Grippe aviaire

Les maladies à déclaration obligatoire, dont la grippe aviaire, constituent toujours un risque pour la santé et le bien-être de nos volailles. À cet égard, en 2015, l’épizootie de grippe aviaire en Colombie-Britannique et en Ontario a engendré des pertes évaluées à plusieurs centaines de millions de dollars pour l’industrie avicole canadienne. D’autres maladies infectieuses, telles que la laryngotrachéite et la mycoplasmose, peuvent également causer des pertes importantes dans les élevages avicoles.

Les Éleveurs de volailles du Québec continuent donc d’être à l’affût de ce problème de santé qui pourrait affecter le cheptel avicole québécois.
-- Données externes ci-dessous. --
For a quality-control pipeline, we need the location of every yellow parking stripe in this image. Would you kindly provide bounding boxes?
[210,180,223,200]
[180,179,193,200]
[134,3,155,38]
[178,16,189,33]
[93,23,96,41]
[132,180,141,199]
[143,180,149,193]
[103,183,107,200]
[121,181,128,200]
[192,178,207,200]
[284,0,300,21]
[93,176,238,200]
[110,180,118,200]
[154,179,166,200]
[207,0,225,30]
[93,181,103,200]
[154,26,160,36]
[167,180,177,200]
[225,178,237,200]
La grippe aviaire peut se transmettre aux élevages de plusieurs façons. Comme les différentes souches de virus peuvent survivre à l’air libre, les vecteurs possibles sont nombreux : les humains en contact avec les oiseaux, les équipements utilisés et, bien sûr, les fientes d’autres oiseaux infectés, dont la sauvagine. Devant la menace toujours présente de cas de grippe aviaire, avec ses conséquences importantes sur les plans sanitaire et économique, les Éleveurs de volailles du Québec ont joué et jouent encore un rôle de premier plan en vue d’élaborer des solutions applicables sur tout le territoire québécois. Afin de limiter les risques de transmission de maladies, les éleveurs de volailles respectent les exigences de biosécurité décrites dans les programmes de salubrité à la ferme.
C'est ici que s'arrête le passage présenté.